The opportunity commences for coach Cassidy Chamberland’s club next Saturday, Feb. 13 at home at the American Gymnastics Training Center when Central Connecticut Conference rival Conard pays a 4:30 p.m. visit.
It’s the first of seven meets on the season for Southington. Two are virtual: Ellington on Feb. 17, Glastonbury on March 1. In those meets, the team will compete separately in their home gyms, then compare scores.
Other than that, everything is in-person. The Blue Knights go to Silk City Gymnastics to face South Windsor on Feb. 20 and Whiting Elementary School in West Hartford to face Conard for the back end of the home-and-home series.
The season culminates March 6 against Farmington at Farmington Valley Gymnastics.
“We made it work,” Chamberland said of the schedule. “There was talk of going fully virtual, but a lot of us we’re, ‘No, we don’t want that.’
“It’s not the same,” Chamberland continued. “For the girls to actually be face to face with another team, that’s going to fuel more competition. When it’s virtual, it feels more like a practice, like a mock meet and not a real meet.”
In-person meets should also help compensate for the loss of the state events. Southington is taking the inability to defend those Class L and State Open titles in stride.
“It was kind of upsetting that we won’t have a state championship, but at the same time it’s kind of nice not to have a lot of pressure this year and just to be able to go out and do your routines,” Reeves said.

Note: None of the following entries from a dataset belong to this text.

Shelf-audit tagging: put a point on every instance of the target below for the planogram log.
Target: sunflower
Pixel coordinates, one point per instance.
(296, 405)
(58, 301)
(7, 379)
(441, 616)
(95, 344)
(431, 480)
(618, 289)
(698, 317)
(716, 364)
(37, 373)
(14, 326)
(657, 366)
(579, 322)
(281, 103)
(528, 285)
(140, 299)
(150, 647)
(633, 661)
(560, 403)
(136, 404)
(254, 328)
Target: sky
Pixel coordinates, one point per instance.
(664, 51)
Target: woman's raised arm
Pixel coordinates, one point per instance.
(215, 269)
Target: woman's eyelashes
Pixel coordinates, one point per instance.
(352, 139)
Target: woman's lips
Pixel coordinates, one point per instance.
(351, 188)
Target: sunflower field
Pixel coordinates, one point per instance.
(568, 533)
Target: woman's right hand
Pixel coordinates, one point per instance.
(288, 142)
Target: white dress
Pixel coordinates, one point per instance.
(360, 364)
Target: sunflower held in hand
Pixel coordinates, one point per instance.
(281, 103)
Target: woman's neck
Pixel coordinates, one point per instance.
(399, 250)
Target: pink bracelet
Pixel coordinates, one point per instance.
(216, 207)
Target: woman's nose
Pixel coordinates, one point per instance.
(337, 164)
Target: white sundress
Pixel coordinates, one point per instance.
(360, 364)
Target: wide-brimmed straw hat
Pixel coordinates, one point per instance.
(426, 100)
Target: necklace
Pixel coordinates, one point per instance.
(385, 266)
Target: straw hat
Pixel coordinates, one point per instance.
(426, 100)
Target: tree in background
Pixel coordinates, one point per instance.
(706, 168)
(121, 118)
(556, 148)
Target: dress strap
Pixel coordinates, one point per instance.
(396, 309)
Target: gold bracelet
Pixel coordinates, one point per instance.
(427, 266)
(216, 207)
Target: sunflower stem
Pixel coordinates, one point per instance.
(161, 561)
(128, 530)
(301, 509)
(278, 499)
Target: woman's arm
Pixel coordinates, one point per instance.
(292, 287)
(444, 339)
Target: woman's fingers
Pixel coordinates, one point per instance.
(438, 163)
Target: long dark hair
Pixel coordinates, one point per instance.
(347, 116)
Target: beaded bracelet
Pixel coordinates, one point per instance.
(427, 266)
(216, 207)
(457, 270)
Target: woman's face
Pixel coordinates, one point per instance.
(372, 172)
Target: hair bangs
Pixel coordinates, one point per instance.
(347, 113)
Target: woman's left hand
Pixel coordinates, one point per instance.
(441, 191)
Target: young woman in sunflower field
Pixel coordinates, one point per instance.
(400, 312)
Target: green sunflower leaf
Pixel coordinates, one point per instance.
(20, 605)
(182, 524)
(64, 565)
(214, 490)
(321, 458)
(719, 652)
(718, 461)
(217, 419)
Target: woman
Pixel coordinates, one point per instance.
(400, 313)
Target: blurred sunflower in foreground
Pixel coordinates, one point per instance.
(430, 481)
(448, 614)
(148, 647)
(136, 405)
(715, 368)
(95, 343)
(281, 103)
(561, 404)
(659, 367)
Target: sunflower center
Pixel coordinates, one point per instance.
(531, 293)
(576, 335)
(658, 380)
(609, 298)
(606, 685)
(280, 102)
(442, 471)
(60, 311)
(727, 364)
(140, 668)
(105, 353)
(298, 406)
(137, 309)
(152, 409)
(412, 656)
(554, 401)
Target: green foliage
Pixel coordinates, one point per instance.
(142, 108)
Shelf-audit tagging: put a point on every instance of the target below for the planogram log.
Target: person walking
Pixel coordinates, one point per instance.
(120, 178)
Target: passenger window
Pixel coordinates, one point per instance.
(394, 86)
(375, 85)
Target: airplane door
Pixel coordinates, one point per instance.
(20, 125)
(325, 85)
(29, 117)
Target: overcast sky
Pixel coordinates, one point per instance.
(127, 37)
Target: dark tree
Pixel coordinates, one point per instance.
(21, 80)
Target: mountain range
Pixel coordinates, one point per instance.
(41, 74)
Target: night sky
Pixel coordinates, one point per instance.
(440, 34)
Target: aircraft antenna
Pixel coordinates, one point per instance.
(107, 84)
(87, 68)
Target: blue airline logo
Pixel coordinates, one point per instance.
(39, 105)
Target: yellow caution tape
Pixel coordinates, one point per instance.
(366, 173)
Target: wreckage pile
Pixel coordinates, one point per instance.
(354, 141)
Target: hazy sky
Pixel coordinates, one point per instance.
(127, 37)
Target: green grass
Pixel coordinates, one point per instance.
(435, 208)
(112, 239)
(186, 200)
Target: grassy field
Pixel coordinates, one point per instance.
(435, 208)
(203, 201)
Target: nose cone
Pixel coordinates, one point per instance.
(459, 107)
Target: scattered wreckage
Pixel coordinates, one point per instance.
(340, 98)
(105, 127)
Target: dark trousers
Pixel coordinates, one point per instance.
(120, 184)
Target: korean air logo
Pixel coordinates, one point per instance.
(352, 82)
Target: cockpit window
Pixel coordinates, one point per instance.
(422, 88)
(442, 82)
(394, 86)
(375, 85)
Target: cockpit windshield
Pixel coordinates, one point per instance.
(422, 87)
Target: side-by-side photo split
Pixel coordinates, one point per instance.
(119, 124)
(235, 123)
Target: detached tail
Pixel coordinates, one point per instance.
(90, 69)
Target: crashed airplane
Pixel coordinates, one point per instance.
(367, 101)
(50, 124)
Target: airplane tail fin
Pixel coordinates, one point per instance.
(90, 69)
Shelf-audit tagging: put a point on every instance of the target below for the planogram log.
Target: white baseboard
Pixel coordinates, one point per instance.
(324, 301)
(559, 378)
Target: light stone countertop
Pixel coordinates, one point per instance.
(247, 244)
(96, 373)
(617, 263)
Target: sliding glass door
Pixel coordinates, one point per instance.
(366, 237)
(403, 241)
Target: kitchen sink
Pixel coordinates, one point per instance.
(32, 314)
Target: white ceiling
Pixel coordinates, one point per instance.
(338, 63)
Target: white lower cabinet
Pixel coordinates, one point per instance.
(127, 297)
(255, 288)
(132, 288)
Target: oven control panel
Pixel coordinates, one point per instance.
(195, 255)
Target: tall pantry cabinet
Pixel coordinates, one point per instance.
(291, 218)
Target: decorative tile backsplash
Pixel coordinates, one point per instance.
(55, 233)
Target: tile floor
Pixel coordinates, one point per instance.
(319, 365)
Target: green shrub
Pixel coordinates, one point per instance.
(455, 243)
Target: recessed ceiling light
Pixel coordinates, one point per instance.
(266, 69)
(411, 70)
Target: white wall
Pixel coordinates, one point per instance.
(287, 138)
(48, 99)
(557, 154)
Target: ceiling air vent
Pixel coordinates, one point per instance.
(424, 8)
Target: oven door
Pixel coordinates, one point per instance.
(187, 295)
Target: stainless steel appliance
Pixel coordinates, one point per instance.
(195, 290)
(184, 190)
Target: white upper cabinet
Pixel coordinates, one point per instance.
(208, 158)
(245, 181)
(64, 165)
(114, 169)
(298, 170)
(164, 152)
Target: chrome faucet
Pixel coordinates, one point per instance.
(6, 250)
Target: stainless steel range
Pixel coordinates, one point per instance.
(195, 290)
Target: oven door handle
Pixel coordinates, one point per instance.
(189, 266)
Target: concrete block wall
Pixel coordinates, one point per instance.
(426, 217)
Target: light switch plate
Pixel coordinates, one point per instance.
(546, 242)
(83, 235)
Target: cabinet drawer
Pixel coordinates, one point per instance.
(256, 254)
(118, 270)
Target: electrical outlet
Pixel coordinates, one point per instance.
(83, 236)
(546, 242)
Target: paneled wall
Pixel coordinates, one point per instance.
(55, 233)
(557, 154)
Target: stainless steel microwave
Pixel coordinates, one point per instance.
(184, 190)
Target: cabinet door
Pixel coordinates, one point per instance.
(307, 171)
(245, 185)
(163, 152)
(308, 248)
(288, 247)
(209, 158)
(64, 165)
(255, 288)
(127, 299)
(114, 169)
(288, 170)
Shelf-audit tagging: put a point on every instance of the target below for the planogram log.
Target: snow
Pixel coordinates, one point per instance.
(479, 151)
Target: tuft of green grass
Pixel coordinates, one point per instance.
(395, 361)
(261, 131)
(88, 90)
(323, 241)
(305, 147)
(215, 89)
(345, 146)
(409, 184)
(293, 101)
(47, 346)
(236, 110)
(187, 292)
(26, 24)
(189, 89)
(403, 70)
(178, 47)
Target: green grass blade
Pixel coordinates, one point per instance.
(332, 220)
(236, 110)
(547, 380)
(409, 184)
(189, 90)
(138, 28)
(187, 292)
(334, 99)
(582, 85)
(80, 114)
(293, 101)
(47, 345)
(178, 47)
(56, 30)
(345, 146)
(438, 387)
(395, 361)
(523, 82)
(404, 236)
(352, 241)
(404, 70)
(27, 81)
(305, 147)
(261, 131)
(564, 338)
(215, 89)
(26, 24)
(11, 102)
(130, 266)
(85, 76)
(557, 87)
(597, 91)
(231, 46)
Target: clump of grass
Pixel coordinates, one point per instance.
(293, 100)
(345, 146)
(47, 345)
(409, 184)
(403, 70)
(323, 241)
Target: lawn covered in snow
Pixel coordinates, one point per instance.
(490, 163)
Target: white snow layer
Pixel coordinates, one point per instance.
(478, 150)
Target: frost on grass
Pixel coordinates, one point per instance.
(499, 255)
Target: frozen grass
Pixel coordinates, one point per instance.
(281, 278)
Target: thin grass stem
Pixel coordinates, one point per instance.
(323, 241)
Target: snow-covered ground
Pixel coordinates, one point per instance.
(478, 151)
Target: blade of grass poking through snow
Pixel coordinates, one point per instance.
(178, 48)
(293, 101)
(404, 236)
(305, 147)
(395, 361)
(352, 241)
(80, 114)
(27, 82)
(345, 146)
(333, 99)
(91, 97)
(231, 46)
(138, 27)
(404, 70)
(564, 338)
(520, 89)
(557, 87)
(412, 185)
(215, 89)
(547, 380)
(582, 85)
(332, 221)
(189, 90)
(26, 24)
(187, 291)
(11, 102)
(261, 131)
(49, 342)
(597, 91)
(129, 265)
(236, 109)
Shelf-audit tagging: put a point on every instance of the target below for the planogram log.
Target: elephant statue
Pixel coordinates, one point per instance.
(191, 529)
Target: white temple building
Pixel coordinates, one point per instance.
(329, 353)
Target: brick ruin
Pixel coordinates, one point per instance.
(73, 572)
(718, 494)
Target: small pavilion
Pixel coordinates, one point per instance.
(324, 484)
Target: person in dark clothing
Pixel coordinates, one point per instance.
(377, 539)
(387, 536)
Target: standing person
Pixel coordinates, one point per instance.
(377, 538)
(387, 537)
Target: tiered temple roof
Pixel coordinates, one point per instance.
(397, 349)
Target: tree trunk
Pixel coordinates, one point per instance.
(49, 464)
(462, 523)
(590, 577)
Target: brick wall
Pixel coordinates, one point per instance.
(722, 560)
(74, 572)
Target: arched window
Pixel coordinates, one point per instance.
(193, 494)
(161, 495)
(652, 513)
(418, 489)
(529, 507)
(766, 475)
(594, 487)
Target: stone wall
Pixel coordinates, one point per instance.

The absence of state meets and the rankings that feed into them gives teams ample opportunity to spread out mat time, which is what the Blue Knights intend to do. They’ve got a roster of 19. They’ll be looking for the older girls to perform at a consistent high level and for the younger ones to hone their talents and embrace the familial spirit that Chamberland credits for the program’s recent success.
“I’m focused on developing the team into a cohesive unit, developing that family atmosphere so, when this senior group graduates, we still have that family atmosphere of being there for each other and supporting each other on the mat,” Chamberland said.
“I’ve been in this sport long enough where I’ve seen teams that had the talent, but weren’t 100 percent committed to the team,” Chamberland added. “When you’re committed to the team, that fuels a lot of success, wanting to succeed for one another.”
Reeves and fellow senior captains Lizy Beaulieu and Kaylin Leifert are at the heart of the squad. Each has been with the program for four years.
Beaulieu is going on to compete at Fairfield University. Reeves just commited to Hawaii Pacific for acrobatics and tumbling.
Another Southington senior will be competing in acrobatics and tumbling next year and that’s Kelly Perrotti, who is going to Limestone University in South Carolina.
Perrotti was last year’s all-around champ in Class LL. She’s on the mend from hip surgery, however, and is unlikely to compete this season.
“We’re upset to not have her competing, but she’s still part of the team and working on developing her strength,” Chamberland said. “If she does (compete), it’s probably only going to be on bars.”
Southington has additional upperclassmen in seniors Haley Derwin and Taylor Gaudiosi as well as in juniors Rylee LeClair and Kacie Fusco.
A large sophomore group that broke in a year ago is back virtually intact: Taylor Kelly, Kelsey Salerno, Tori Harrington, Katie Beaulieu, Madison Beidler, Sam Freyler and Kelsey Lamson. Kelly and Salerno, in particular, will be big factors.
Yet another substantial rookie class is arriving. It featues Gabrielle Ferreira, Madison Allister, Riley Corr and Jillian Miller.
It adds up to a lot of depth and a lot of options. Chamberland has already put the question to assistant coach Marilyn Sporbert: “Who are we putting in the lineups because they are all offering something?”
One thing not subject to debate are the team meetings before and after each practice. This is where that sense of family is emphasized. Girls are encouraged to speak to the group, to say what they saw in practice and what they liked.
In a short season, it looms as a bridge.
“There’s quite a few seniors this year, but we have some strong freshmen coming in,” Reeves remarked. “It will be cool to see where we are, build the team, bond as a team and pass the torch off to them for the next four years.”